A petition has been created to remove a Texas judge after he accepted a plea deal that involved no jail time in a rape case. And both he and the defendant went to Baylor University, which also caused outrage.
On Monday Judge Ralph Strother accepted a plea deal for Jacob W. Anderson, who in 2016 was accused of violently raping a woman at a frat party. The victim was 19 years old at the time and is now referred to as Donna Doe.
The Assistant District Attorney in the case, Hilary LaBorde, is also named in the petition for creating the deal and advising Doe to take it.
In the plea deal, Anderson will serve three years probation, have to undergo alcohol and substance abuse counseling and pay a $400 fine, which Sarah Byers, who created the petition, said is another example of race and class affecting justice.
“In a functioning democracy, the appropriate arena for this case is a trial, and the appropriate verdict makers are a jury of peers,” she wrote in an email to the Star-Telegram. “Instead, Judge Strother subjugated democracy and offered a sweetheart deal to another caucasian male.

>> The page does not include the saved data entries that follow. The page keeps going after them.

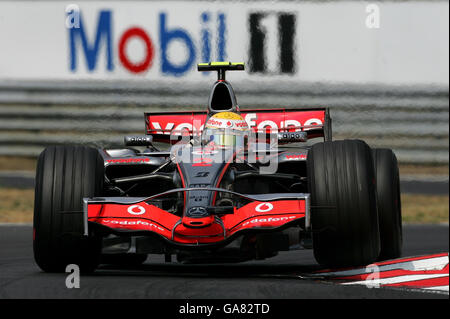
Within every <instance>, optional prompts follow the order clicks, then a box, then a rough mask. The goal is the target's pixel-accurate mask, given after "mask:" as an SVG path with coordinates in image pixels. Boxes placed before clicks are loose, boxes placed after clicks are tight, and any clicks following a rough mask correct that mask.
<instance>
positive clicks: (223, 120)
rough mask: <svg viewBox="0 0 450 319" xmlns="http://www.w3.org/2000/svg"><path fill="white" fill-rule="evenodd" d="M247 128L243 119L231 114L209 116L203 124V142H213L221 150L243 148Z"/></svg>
mask: <svg viewBox="0 0 450 319" xmlns="http://www.w3.org/2000/svg"><path fill="white" fill-rule="evenodd" d="M248 132H249V128H248V125H247V122H245V120H244V118H243V117H242V116H240V115H239V114H237V113H233V112H220V113H216V114H214V115H213V116H211V117H210V118H209V119H208V121H207V122H206V124H205V129H204V131H203V137H202V139H203V142H204V143H209V142H213V143H214V145H216V146H218V147H221V148H229V147H245V146H246V145H247V139H248V135H249V134H248Z"/></svg>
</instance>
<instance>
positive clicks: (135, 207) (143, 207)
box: [127, 205, 145, 215]
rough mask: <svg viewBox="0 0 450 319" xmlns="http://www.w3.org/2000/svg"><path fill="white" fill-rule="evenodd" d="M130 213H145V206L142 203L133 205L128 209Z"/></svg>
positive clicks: (134, 213)
mask: <svg viewBox="0 0 450 319" xmlns="http://www.w3.org/2000/svg"><path fill="white" fill-rule="evenodd" d="M127 211H128V213H129V214H131V215H143V214H145V208H144V207H142V206H141V205H131V206H130V207H128V209H127Z"/></svg>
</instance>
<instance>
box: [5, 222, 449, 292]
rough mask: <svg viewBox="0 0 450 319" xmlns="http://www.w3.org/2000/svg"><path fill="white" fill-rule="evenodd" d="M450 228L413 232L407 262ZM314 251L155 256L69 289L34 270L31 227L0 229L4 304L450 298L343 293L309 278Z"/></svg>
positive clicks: (18, 226) (82, 278)
mask: <svg viewBox="0 0 450 319" xmlns="http://www.w3.org/2000/svg"><path fill="white" fill-rule="evenodd" d="M448 246H449V228H448V224H446V225H405V226H404V251H403V256H405V257H406V256H417V255H423V254H432V253H441V252H448ZM318 269H319V266H318V265H317V264H316V262H315V261H314V258H313V255H312V251H311V250H302V251H291V252H283V253H280V255H278V256H277V257H274V258H271V259H267V260H264V261H252V262H245V263H239V264H213V265H184V264H179V263H164V260H163V258H162V257H161V256H157V255H150V256H149V258H148V259H147V261H146V263H145V264H143V265H142V266H139V267H131V268H128V269H123V268H122V269H119V268H113V267H111V266H107V265H102V266H100V268H99V269H98V270H97V271H96V272H95V273H93V274H91V275H82V276H81V279H80V288H78V289H68V288H67V287H66V285H65V281H66V276H67V274H47V273H44V272H42V271H41V270H40V269H39V268H38V267H37V266H36V264H35V263H34V260H33V254H32V228H31V226H30V225H26V226H24V225H1V226H0V299H8V298H84V299H97V298H121V299H122V298H124V299H127V298H131V299H140V298H151V299H158V298H160V299H166V298H175V299H178V298H181V299H187V298H189V299H196V298H201V299H216V298H225V299H292V298H294V299H296V298H302V299H303V298H314V299H316V298H358V299H359V298H420V299H425V298H443V299H448V294H436V293H430V292H428V293H426V292H420V291H417V290H406V289H399V288H397V289H393V288H379V289H368V288H366V287H365V286H342V285H338V284H335V283H330V282H324V281H321V280H312V279H305V278H302V277H301V275H302V274H306V273H308V272H311V271H314V270H318Z"/></svg>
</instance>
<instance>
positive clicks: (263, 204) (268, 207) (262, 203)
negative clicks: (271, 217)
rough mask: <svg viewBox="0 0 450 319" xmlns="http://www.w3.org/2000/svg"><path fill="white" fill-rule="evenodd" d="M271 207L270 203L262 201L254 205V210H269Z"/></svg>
mask: <svg viewBox="0 0 450 319" xmlns="http://www.w3.org/2000/svg"><path fill="white" fill-rule="evenodd" d="M272 209H273V205H272V204H271V203H262V204H259V205H257V206H256V207H255V210H256V211H257V212H260V213H265V212H270V211H271V210H272Z"/></svg>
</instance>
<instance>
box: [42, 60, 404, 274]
mask: <svg viewBox="0 0 450 319" xmlns="http://www.w3.org/2000/svg"><path fill="white" fill-rule="evenodd" d="M243 69H244V64H243V63H229V62H215V63H202V64H199V65H198V70H199V71H217V73H218V80H217V82H215V83H214V85H213V87H212V90H211V94H210V96H209V102H208V108H207V110H206V111H205V112H201V111H199V112H196V111H195V112H167V113H146V114H145V121H146V135H143V136H128V137H125V145H126V146H128V148H122V149H94V148H90V147H87V146H52V147H48V148H46V149H45V150H44V151H43V152H42V153H41V155H40V156H39V159H38V164H37V173H36V194H35V209H34V229H33V232H34V233H33V242H34V246H33V247H34V257H35V260H36V262H37V264H38V265H39V267H40V268H41V269H43V270H44V271H49V272H53V271H64V269H65V267H66V265H68V264H77V265H79V266H80V267H81V270H82V271H85V272H88V271H93V270H94V269H95V268H96V267H97V266H98V265H99V264H100V263H109V264H122V265H136V264H139V263H143V262H144V261H145V260H146V258H147V255H148V254H163V255H164V256H165V260H166V261H167V262H168V261H171V260H172V256H176V258H177V260H178V262H184V263H204V262H206V263H211V262H239V261H246V260H251V259H264V258H268V257H272V256H275V255H276V254H277V253H278V252H279V251H287V250H292V249H302V248H312V249H314V256H315V258H316V260H317V262H318V263H319V264H321V265H323V266H327V267H347V266H355V265H366V264H370V263H372V262H374V261H376V260H382V259H387V258H395V257H399V256H400V254H401V246H402V226H401V208H400V190H399V173H398V167H397V159H396V157H395V155H394V153H393V152H392V151H391V150H389V149H371V148H370V147H369V146H368V145H367V144H366V143H365V142H363V141H361V140H342V141H332V138H331V119H330V116H329V110H328V109H326V108H315V109H261V110H249V109H245V110H240V109H239V107H238V105H237V102H236V97H235V95H234V92H233V89H232V87H231V85H230V84H229V83H228V82H227V81H226V80H225V72H226V71H229V70H243ZM313 138H323V141H319V142H317V143H307V141H308V140H310V139H313ZM156 142H159V143H161V142H163V143H167V145H169V146H170V147H169V148H168V150H167V151H159V150H158V149H157V148H156V146H155V145H156Z"/></svg>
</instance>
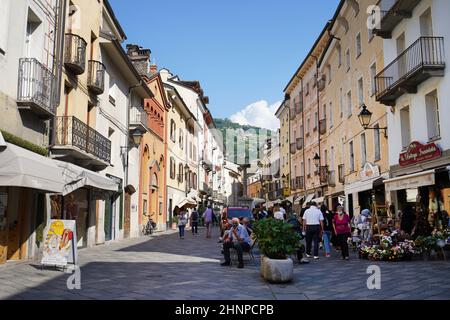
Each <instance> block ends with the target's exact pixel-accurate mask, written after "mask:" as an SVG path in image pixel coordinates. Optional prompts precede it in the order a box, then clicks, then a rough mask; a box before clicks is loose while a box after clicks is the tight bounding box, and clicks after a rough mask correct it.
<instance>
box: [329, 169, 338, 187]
mask: <svg viewBox="0 0 450 320" xmlns="http://www.w3.org/2000/svg"><path fill="white" fill-rule="evenodd" d="M328 185H329V186H330V187H335V186H336V172H335V171H334V170H331V171H329V172H328Z"/></svg>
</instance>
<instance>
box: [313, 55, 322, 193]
mask: <svg viewBox="0 0 450 320" xmlns="http://www.w3.org/2000/svg"><path fill="white" fill-rule="evenodd" d="M311 57H312V58H314V59H316V91H317V121H318V122H317V131H318V135H319V158H320V162H319V185H320V189H321V192H322V194H321V196H323V186H322V182H321V181H320V169H321V168H320V167H321V166H322V152H321V148H320V100H319V99H320V92H319V59H318V58H317V57H316V56H313V55H311Z"/></svg>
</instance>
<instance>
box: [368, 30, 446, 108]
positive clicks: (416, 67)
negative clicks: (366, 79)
mask: <svg viewBox="0 0 450 320" xmlns="http://www.w3.org/2000/svg"><path fill="white" fill-rule="evenodd" d="M444 69H445V53H444V38H443V37H421V38H419V39H418V40H416V41H415V42H414V43H413V44H412V45H411V46H410V47H409V48H408V49H406V50H405V51H403V52H402V53H401V54H400V55H399V56H398V57H397V58H396V59H395V60H394V61H392V62H391V63H390V64H389V65H388V66H387V67H386V68H385V69H384V70H383V71H381V72H380V73H379V74H378V75H377V76H376V77H375V79H376V85H377V92H376V98H377V100H378V101H380V102H382V103H383V104H386V105H390V106H393V105H395V100H396V99H397V98H398V97H400V96H401V95H403V94H404V93H416V92H417V86H418V85H419V84H420V83H422V82H423V81H425V80H426V79H428V78H430V77H432V76H443V75H444Z"/></svg>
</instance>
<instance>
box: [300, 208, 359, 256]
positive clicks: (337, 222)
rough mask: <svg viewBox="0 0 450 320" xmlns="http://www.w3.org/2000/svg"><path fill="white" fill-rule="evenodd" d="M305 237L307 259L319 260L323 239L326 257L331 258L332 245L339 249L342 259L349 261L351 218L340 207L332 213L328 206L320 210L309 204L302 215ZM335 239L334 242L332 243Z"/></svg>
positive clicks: (344, 211) (318, 208)
mask: <svg viewBox="0 0 450 320" xmlns="http://www.w3.org/2000/svg"><path fill="white" fill-rule="evenodd" d="M300 219H301V220H302V226H303V235H304V236H305V238H306V257H307V258H312V257H314V259H315V260H317V259H319V242H320V240H321V239H322V242H323V247H324V251H325V257H327V258H328V257H330V256H331V244H332V243H333V244H334V245H335V247H336V248H339V250H340V251H341V254H342V259H345V260H348V259H349V249H348V238H349V237H350V236H351V231H352V230H351V221H350V216H349V215H348V214H347V213H345V211H344V207H343V206H341V205H339V206H337V207H336V212H334V213H333V212H332V211H331V210H329V209H328V207H327V206H326V205H322V206H321V207H320V209H319V208H318V206H317V203H315V202H311V203H308V204H307V206H306V208H305V209H304V210H302V212H301V213H300ZM332 239H334V241H332Z"/></svg>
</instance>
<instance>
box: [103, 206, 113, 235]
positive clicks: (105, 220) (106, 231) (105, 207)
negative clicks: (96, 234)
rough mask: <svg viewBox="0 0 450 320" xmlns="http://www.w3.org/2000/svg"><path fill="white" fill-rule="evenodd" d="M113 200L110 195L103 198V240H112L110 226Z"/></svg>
mask: <svg viewBox="0 0 450 320" xmlns="http://www.w3.org/2000/svg"><path fill="white" fill-rule="evenodd" d="M112 204H113V200H112V197H110V198H108V199H106V200H105V227H104V228H105V230H104V231H105V241H110V240H112V226H113V223H112V221H113V206H112Z"/></svg>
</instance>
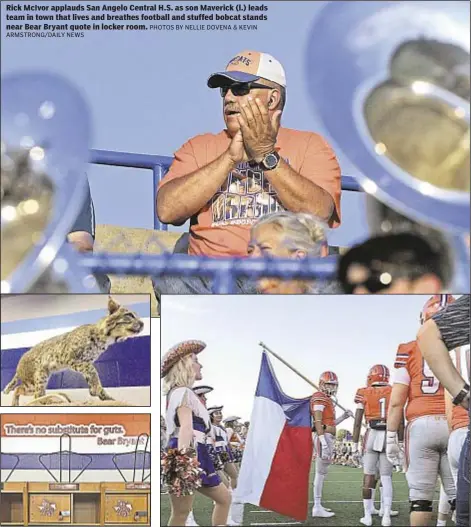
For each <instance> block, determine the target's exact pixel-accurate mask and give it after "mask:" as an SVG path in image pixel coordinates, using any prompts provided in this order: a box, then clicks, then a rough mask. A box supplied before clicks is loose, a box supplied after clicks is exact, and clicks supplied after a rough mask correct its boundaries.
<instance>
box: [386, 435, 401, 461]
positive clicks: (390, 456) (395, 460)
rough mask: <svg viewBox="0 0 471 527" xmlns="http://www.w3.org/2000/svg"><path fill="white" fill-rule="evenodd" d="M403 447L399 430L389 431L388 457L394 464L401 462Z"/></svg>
mask: <svg viewBox="0 0 471 527" xmlns="http://www.w3.org/2000/svg"><path fill="white" fill-rule="evenodd" d="M400 454H401V448H400V446H399V442H398V439H397V432H387V434H386V457H387V458H388V461H389V462H390V463H392V464H393V465H398V464H399V462H400Z"/></svg>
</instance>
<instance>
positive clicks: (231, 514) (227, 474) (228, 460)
mask: <svg viewBox="0 0 471 527" xmlns="http://www.w3.org/2000/svg"><path fill="white" fill-rule="evenodd" d="M222 409H223V406H211V407H210V408H208V411H209V415H210V416H211V423H212V425H213V430H214V435H215V440H216V451H217V452H218V454H219V456H220V458H221V459H222V460H223V462H224V473H225V474H226V475H227V478H225V481H226V484H227V486H228V489H229V490H230V491H231V493H233V492H234V490H235V489H236V488H237V479H238V477H239V470H238V468H237V465H236V464H235V460H234V454H233V451H232V449H231V446H230V442H229V440H230V437H231V436H232V434H233V430H232V429H230V430H227V429H226V428H225V427H224V426H223V425H222V417H223V415H222ZM229 434H231V435H229ZM223 481H224V479H223ZM243 517H244V504H243V503H238V502H234V501H233V502H232V504H231V510H230V513H229V522H228V525H242V521H243Z"/></svg>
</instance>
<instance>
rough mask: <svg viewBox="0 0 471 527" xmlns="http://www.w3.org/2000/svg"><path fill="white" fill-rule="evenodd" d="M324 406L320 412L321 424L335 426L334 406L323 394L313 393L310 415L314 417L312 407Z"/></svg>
mask: <svg viewBox="0 0 471 527" xmlns="http://www.w3.org/2000/svg"><path fill="white" fill-rule="evenodd" d="M316 405H322V406H324V411H323V412H322V424H323V425H326V426H335V406H334V402H333V401H332V399H331V398H330V397H329V396H328V395H326V394H325V393H323V392H315V393H314V394H313V396H312V397H311V415H314V406H316Z"/></svg>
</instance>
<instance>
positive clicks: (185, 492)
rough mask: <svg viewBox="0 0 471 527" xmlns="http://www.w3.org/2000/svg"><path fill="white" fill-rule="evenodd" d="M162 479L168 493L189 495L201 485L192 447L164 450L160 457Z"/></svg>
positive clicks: (177, 495) (181, 495) (201, 471)
mask: <svg viewBox="0 0 471 527" xmlns="http://www.w3.org/2000/svg"><path fill="white" fill-rule="evenodd" d="M161 465H162V479H163V481H164V483H165V484H166V486H167V490H168V493H169V494H173V495H174V496H191V495H192V494H194V492H195V490H196V489H198V488H199V487H201V474H202V473H203V470H202V469H201V468H200V464H199V461H198V459H197V458H196V452H195V450H194V449H193V448H184V449H181V450H178V449H176V448H174V449H170V450H168V451H167V452H164V453H163V455H162V459H161Z"/></svg>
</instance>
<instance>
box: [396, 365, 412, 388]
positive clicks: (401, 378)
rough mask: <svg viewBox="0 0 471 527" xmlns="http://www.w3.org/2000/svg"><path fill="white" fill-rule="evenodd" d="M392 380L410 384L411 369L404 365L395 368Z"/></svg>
mask: <svg viewBox="0 0 471 527" xmlns="http://www.w3.org/2000/svg"><path fill="white" fill-rule="evenodd" d="M392 381H393V384H405V385H406V386H409V384H410V375H409V370H408V369H407V368H406V367H402V368H398V369H396V370H394V373H393V378H392Z"/></svg>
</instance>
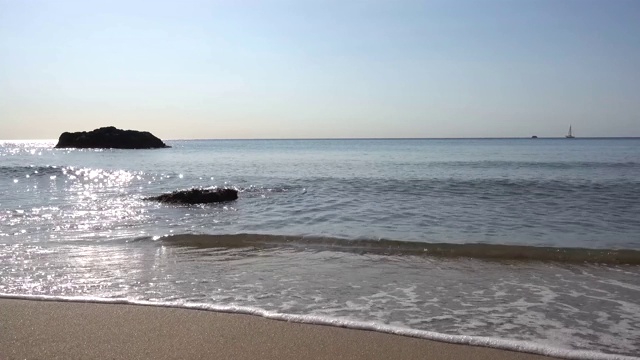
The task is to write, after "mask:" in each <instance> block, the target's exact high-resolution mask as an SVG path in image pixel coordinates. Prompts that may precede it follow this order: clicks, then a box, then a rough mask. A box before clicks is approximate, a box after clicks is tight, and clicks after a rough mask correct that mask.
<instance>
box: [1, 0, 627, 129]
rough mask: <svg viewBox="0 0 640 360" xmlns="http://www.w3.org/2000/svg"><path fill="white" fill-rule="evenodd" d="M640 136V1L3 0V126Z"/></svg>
mask: <svg viewBox="0 0 640 360" xmlns="http://www.w3.org/2000/svg"><path fill="white" fill-rule="evenodd" d="M110 125H113V126H116V127H119V128H123V129H135V130H145V131H151V132H152V133H154V134H155V135H157V136H159V137H160V138H163V139H205V138H214V139H226V138H231V139H233V138H241V139H253V138H403V137H411V138H414V137H427V138H441V137H446V138H449V137H530V136H532V135H537V136H540V137H543V136H545V137H546V136H549V137H556V136H558V137H559V136H564V135H565V134H566V133H567V131H568V128H569V125H572V126H573V131H574V134H575V135H576V136H577V137H589V136H640V1H638V0H599V1H592V0H549V1H546V0H539V1H528V0H466V1H465V0H449V1H445V0H442V1H402V0H399V1H391V0H389V1H375V0H369V1H367V0H365V1H332V0H322V1H311V0H310V1H305V0H296V1H241V0H240V1H213V0H208V1H193V0H183V1H162V0H159V1H152V0H145V1H131V0H128V1H119V0H110V1H100V0H96V1H85V0H77V1H76V0H73V1H72V0H49V1H42V0H24V1H20V0H0V139H5V140H10V139H56V138H57V137H58V136H59V135H60V133H62V132H64V131H86V130H92V129H95V128H98V127H102V126H110Z"/></svg>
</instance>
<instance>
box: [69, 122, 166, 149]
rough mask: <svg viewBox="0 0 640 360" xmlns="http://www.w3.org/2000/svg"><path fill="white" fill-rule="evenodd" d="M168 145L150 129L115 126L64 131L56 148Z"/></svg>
mask: <svg viewBox="0 0 640 360" xmlns="http://www.w3.org/2000/svg"><path fill="white" fill-rule="evenodd" d="M165 147H169V146H167V145H166V144H165V143H164V142H162V140H160V139H159V138H157V137H155V136H154V135H153V134H151V133H150V132H148V131H135V130H120V129H116V128H115V127H113V126H109V127H103V128H100V129H96V130H93V131H88V132H87V131H81V132H73V133H70V132H64V133H62V135H60V138H59V139H58V144H57V145H56V148H79V149H88V148H97V149H156V148H165Z"/></svg>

The effect of this is chilling to all women who wish to report sex crimes against them and ultimately choose not to.”
Doe’s family said they were given the plea deal with not much time to think it over, and LaBorde advised them to go with it because she tried a similar rape case, which was unsuccessful.
“The idea that the outcome of a separate case should inform LaBorde’s approach to this one is a defeatist attitude that has no place in 2018, let alone 2019,” wrote Byers. “The culture of victim blaming and posture of automatic disbelief of a victim’s accusations is assisted by LaBorde’s complicity.”
Jana Lynne Sanchez, a Democrat who recently lost a Congress bid, also blasted Strothers, as well as LaBorde and explained why so many women are angered. At this time, the petition has over 35,000 signatures with a goal of 100,000.
“Many women are furious and have been furious following the election of an admitted sexual predator to the highest office in the land over a vastly more qualified woman,” said Sanchez. “Then the appointment of Justice Kavanaugh over serious objections of millions of women served to highlight the absence of representation for women in our political system.”